How to track alcohol calories
To track alcohol calories, count the alcohol itself at about 7 kcal per gram, then add anything mixed in with it. A pint of lager is roughly 180 to 240 kcal, a medium glass of wine is around 150 to 200 kcal, and a single spirit on its own is about 55 to 65 kcal before you add a mixer. Log the drink when you have it, not the next morning, because these calories are the ones people forget first. That is the whole idea. The rest is just knowing where the numbers come from.
Here is how it works in plain terms.
Why alcohol has calories at all
Alcohol is the fourth thing in food and drink that carries energy, alongside protein, carbs and fat. It sits at about 7 kcal per gram, which puts it between carbs at 4 and fat at 9.
| Source | Calories per gram |
|---|---|
| Protein | 4 kcal |
| Carbs | 4 kcal |
| Alcohol | 7 kcal |
| Fat | 9 kcal |
So alcohol is nearly as calorie-dense as fat. Your body cannot store it, so it burns the alcohol first and puts everything else on hold while it does. That is one reason a few drinks alongside a meal can quietly nudge the scales.
The two parts of any drink
Every alcoholic drink is really two things stacked together, and you count both.
- The alcohol. This is the pure ethanol in the drink. More units means more alcohol, which means more calories.
- The mixer or the rest of the drink. Tonic, cola, juice, the sugar in a cider, the cream in a liqueur. These carry their own calories on top.
A gin on its own is light. A gin and full-fat tonic is a different story, because the tonic can add as much again. Diet mixers cut that second part close to zero, which is the easiest single swap if you are watching the total.
Rough calories for common drinks
These are ballpark figures. The real number depends on the strength, the measure and what is mixed in, so treat them as a starting point rather than gospel.
- Pint of lager or beer (568ml): around 180 to 240 kcal, higher for stronger craft beers.
- Medium glass of wine (175ml): around 150 to 200 kcal, red or white.
- Large glass of wine (250ml): around 220 to 280 kcal.
- Single spirit (25ml), on its own: around 55 to 65 kcal.
- Pint of cider: around 200 to 250 kcal, more for the sweeter ones.
Strength drives most of the difference. A 4% lager and a 6% craft beer look identical in the glass, but the stronger one carries noticeably more. When a label gives the ABV, a higher number means more calories in the same measure.
How to log each type
The trick is to match the actual measure to the actual strength, then add the mixer separately if there is one.
A pint.
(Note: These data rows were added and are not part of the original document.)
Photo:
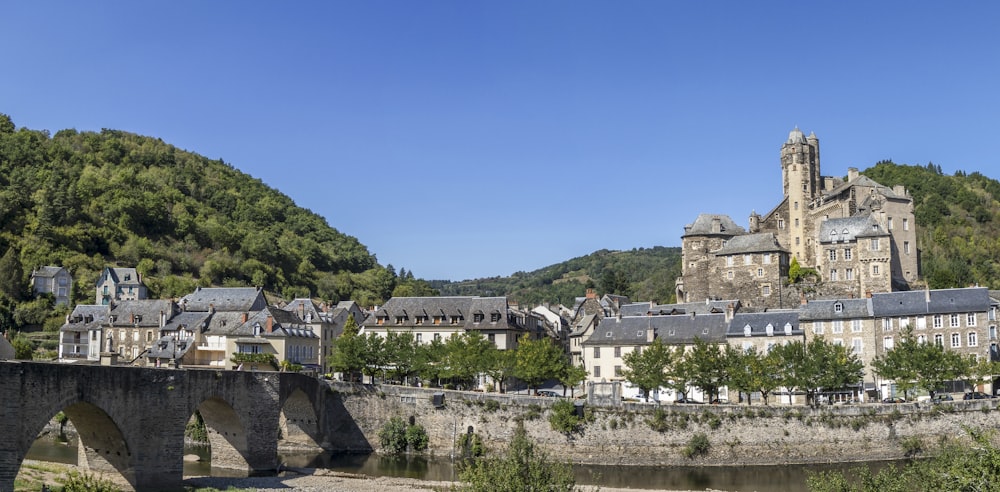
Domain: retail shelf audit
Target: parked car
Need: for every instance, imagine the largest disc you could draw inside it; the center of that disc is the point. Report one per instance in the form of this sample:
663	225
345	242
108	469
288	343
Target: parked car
976	395
688	401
Log it as a pint of that specific beer or cider if you can. If not, pick the closest match by strength: a standard 4% lager, a stronger ale, a sweet cider. The strength is what matters most.
A glass of wine. Check the pour. A pub medium is 175ml, a large is 250ml, and a generous home pour can be bigger than either. Log the size you actually drank, not the size you meant to.
A spirit and mixer. Log the spirit by its measure, single or double, then log the mixer as a separate item. A double gin is two singles. Full-fat tonic and cola carry real calories, so they earn their own line.
Fettle (stayfettle.com) has these UK drinks built in, so you can search "pint of lager" or "glass of red wine" and log it in a couple of taps. It is free and there is no account to set up.
Why drink calories are the easy ones to forget
Alcohol calories slip through for a few honest reasons. You do not chew a drink, so it never registers as food. Rounds happen fast, and by the third one the count has gone fuzzy. And the calories that come with drinking often arrive later, in the crisps, the kebab or the fry-up the next morning.
The fix is simple: log the drink as you order it, while you still remember the measure. A quick tap at the bar beats trying to reconstruct a whole evening the next day. If you know a big night is coming, you can even leave a little room in your target for it, the same way you might for a large meal.
One honest note
These figures are general guidance, not medical advice. If you drink, the NHS suggests keeping it to no more than 14 units a week spread over a few days, with some drink-free days. That is a sensible frame, not a health claim. If you have a health condition, are pregnant, take medication, or have any concerns about your drinking, speak to your GP or a registered professional. Tracking the calories is about awareness, nothing more.